Katz is the new pitching coach on the South Side, perhaps the most notable claim to White Sox-specific fame on his strong resume that he helped Giolito turn things around. Katz was Giolito's pitching coach at Harvard-Westlake High School in Southern California, and years after helping turn Giolito into a first-round draft pick, he helped Giolito — who had the worst numbers of any starting pitcher in baseball in 2018, his first full season in the bigs — into an All Star and no-hitter-thrower.

Now that he's employed by the White Sox, Katz's new assignment is clear: working the same magic with Cease.

"Gio’s definitely talked about (Katz), mentioned how he helped transform him," Cease said. "He’s very calm, reassuring, is always looking for my input. He’s always got something for me. He’s as much as I could ask for, and I’m excited to work with him.

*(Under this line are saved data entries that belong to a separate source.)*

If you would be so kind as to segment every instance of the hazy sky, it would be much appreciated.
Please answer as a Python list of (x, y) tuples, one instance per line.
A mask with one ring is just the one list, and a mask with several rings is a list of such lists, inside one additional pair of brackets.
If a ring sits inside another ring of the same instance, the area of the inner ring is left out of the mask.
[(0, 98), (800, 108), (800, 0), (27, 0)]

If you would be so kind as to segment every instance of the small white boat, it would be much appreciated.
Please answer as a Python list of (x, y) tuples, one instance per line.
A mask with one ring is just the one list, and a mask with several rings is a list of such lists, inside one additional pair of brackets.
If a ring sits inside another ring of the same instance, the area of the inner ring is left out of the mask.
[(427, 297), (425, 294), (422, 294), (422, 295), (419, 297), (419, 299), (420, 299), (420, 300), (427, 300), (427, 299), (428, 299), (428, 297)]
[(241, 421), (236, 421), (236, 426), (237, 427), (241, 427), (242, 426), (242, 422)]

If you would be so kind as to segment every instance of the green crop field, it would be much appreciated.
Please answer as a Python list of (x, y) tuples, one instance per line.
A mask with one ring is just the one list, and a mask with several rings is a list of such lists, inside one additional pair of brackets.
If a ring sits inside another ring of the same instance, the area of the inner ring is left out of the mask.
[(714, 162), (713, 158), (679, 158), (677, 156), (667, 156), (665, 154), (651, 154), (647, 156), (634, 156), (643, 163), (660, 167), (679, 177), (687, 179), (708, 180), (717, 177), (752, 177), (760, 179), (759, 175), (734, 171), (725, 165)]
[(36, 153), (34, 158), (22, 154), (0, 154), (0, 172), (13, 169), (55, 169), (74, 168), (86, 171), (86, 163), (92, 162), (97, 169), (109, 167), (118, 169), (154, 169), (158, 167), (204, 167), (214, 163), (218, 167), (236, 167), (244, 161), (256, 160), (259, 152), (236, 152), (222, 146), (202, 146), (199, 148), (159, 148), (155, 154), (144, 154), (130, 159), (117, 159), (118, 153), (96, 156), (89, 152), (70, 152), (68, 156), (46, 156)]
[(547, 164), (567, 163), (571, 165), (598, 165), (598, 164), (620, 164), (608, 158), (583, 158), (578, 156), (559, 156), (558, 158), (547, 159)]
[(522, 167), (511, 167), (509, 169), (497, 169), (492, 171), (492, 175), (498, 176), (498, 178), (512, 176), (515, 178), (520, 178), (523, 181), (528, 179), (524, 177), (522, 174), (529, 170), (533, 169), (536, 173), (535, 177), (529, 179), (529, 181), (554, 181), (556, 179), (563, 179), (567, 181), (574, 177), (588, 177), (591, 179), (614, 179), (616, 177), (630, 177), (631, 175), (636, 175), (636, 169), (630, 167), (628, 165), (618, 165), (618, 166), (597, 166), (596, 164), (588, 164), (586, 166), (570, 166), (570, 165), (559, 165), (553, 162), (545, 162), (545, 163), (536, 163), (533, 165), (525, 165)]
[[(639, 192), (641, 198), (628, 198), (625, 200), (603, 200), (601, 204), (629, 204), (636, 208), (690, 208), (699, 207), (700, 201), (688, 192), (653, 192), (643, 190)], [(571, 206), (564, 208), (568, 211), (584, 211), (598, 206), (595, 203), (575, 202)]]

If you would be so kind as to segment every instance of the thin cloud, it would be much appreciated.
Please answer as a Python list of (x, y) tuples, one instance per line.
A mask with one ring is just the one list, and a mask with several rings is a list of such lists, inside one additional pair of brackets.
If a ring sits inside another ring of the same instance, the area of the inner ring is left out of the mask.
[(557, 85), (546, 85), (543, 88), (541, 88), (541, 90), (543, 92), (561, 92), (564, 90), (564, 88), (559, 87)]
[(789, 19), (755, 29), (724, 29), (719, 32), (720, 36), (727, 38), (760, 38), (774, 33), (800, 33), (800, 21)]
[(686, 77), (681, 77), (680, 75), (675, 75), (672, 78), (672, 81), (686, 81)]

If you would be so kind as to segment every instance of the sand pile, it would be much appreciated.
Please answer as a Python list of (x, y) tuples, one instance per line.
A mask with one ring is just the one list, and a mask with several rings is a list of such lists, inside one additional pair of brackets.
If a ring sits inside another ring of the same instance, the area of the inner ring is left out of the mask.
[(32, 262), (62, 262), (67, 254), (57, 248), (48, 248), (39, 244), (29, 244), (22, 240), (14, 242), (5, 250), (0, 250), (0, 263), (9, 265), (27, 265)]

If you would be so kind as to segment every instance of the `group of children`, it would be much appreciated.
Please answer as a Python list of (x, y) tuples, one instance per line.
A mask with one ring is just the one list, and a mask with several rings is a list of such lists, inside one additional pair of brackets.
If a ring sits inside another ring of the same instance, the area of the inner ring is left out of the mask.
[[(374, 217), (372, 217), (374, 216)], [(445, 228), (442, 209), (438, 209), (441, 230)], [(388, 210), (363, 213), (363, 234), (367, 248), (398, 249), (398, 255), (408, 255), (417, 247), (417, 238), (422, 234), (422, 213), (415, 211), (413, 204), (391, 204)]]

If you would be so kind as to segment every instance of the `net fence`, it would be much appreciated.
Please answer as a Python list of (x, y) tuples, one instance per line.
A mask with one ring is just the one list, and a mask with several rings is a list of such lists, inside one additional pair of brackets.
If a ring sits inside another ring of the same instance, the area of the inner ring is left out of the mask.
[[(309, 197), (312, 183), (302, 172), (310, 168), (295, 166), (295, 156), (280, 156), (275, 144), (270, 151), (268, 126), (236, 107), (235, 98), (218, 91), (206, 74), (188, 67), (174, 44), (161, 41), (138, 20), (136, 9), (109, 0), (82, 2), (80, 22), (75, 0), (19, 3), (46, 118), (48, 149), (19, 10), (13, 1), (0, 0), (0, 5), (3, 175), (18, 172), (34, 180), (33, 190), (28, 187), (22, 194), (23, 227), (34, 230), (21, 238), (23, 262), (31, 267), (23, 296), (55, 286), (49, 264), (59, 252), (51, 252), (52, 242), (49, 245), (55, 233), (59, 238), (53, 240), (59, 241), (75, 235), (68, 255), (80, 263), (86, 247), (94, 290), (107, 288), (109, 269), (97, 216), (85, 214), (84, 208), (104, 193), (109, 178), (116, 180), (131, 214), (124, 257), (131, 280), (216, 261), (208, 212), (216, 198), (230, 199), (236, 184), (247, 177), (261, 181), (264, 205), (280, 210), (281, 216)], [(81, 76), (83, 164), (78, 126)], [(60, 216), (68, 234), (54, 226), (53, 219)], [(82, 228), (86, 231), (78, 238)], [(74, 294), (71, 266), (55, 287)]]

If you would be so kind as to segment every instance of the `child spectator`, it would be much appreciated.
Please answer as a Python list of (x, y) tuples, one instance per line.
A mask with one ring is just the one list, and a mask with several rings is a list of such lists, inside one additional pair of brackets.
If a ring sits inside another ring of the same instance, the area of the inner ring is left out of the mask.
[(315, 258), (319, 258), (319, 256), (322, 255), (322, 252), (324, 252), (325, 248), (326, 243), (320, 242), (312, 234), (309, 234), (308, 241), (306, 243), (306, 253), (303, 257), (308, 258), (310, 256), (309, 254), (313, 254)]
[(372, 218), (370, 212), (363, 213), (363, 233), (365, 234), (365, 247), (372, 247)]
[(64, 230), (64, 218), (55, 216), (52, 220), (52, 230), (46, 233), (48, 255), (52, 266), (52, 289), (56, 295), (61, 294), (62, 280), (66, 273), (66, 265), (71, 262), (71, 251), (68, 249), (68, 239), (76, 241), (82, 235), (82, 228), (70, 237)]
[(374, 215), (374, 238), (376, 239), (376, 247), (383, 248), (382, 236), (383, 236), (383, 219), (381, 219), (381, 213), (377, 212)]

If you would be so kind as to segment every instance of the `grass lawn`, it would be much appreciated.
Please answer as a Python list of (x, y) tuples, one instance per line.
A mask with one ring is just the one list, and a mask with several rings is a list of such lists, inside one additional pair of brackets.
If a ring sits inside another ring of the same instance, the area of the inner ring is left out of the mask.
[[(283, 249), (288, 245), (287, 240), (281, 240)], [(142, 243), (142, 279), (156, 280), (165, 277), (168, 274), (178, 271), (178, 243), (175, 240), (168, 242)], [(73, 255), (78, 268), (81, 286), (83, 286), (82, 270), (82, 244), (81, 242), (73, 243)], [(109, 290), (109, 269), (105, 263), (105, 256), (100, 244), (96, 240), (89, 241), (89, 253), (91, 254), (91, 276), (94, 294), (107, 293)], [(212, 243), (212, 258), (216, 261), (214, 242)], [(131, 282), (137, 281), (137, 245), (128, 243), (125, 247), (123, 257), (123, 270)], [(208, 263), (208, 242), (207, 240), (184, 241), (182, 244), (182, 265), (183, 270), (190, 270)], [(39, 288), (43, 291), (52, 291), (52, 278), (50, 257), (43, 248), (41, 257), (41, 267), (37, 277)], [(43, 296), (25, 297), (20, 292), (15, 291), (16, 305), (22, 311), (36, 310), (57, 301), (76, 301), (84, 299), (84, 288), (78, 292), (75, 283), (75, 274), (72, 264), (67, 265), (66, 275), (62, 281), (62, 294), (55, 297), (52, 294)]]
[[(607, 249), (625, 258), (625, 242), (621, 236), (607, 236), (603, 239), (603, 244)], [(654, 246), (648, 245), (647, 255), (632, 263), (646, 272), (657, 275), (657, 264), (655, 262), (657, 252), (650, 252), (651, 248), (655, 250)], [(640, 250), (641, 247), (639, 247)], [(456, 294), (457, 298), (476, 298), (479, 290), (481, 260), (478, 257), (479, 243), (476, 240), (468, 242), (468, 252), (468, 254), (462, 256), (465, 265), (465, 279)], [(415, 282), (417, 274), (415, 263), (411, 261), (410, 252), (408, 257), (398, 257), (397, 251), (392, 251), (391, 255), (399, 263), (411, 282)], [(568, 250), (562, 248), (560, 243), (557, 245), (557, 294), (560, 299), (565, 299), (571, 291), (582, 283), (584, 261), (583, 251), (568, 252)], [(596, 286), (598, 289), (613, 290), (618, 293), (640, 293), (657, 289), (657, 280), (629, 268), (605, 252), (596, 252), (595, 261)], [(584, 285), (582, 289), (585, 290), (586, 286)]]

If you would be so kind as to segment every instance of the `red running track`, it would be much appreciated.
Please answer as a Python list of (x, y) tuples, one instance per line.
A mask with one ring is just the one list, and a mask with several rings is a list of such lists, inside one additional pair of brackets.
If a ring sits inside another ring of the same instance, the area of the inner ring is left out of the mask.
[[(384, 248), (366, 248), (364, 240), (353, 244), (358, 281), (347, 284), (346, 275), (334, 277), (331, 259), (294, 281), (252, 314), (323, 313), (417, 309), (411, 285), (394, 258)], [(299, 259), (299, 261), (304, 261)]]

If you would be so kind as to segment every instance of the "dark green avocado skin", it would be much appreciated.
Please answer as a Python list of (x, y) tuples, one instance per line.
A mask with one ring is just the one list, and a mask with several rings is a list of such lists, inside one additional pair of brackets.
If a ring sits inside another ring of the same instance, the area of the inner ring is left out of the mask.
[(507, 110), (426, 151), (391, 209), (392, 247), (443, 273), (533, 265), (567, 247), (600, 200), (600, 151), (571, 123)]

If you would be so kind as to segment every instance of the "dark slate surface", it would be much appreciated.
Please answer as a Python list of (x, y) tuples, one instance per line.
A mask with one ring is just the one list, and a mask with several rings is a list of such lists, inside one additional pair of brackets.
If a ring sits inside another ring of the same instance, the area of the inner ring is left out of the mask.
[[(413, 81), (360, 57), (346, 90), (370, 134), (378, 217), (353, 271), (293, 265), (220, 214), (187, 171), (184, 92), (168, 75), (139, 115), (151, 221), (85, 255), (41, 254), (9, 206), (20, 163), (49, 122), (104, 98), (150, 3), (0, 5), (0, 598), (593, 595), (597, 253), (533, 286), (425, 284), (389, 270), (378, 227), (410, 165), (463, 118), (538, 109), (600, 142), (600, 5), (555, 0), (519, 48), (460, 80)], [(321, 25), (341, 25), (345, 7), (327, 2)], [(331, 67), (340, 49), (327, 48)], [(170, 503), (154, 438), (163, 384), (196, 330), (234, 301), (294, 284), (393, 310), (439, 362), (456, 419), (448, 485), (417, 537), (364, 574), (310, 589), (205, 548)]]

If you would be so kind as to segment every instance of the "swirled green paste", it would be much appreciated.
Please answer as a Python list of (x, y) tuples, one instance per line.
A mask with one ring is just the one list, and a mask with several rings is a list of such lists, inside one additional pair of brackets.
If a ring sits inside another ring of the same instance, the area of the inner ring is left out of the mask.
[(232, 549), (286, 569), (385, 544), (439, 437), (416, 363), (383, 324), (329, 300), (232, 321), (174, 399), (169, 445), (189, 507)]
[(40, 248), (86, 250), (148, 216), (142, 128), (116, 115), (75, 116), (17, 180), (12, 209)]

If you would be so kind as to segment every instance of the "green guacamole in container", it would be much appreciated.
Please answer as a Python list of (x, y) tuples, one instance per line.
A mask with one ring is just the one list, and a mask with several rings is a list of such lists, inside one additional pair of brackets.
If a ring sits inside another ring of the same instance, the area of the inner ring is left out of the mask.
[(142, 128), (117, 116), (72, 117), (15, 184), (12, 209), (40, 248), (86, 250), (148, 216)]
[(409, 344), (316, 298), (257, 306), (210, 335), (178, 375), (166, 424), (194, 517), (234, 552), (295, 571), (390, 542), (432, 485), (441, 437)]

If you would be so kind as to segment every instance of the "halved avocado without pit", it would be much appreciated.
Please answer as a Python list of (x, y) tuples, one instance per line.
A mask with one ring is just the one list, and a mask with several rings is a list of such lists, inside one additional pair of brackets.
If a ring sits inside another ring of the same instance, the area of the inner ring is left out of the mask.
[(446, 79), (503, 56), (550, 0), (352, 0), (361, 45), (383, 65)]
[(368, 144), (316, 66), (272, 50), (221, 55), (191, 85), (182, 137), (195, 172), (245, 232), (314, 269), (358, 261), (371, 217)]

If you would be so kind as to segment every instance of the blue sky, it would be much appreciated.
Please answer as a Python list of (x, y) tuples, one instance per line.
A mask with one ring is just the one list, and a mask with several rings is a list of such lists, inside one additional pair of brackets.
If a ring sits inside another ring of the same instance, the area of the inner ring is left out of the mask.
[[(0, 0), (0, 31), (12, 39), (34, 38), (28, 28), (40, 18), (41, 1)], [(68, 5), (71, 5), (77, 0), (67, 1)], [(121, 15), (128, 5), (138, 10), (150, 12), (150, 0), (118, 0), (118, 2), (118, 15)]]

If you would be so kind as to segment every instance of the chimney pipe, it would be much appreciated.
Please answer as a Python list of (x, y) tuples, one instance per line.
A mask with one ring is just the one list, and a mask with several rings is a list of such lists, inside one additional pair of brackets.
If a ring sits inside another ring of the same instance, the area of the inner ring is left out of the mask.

"He’s a great communicator. I think one of the big things with him is he definitely listens. I feel like he’s taking my input and helping me work in the right direction and kind of mold what I’m saying. Good communicator, good listener, great pitching coach."

According to both the coach and the pitcher, that work is underway.

The stakes are obvious: Even after adding Lance Lynn to form a potent 1-2-3 pitching punch with Giolito and Dallas Keuchel, the White Sox are going to need a championship-caliber rotation if they're going to meet their championship-level expectations in 2021. Cease and fellow talented-but-unproven youngster Michael Kopech will likely be the difference between having an elite starting staff and still requiring more on the starting-pitching front.

The fixes, of course, are less obvious, or at least more difficult to implement. If it was easy, Cease wouldn't have struggled the way he did throughout 2020. According to Cease, he's working on his mechanics, working on his delivery, working on removing some of the cut from his fastball, working with the same "core velocity belt" that Katz got Giolito to use. In this pandemic-afflicted world, Cease is sending videos of his work to Katz multiple times a week.

 

It doesn't take a baseball Einstein to know that Cease's biggest issue is finding the strike zone after he walked 34 batters last season, the second highest walk total in the majors. But that's the next step. Right now, it's still in the beginning. You've got to crawl before you can walk, you know.

Or rather, in this specific instance, before you walk less.

"For me, right now, it’s purely just my focus on mechanical work and preparing my body for the season," Cease said. "But as I continue to throw more and get off the mound and start fine tuning things, it kind of turns more to getting ready to compete.

"But right now it’s still the building-block phase. I’m focusing on what I have to do to make myself execute better.

"If I execute pitches, I’m that guy."

"That guy" would be a nice addition for the White Sox. And he could be the difference between the team meeting its lofty goals and not.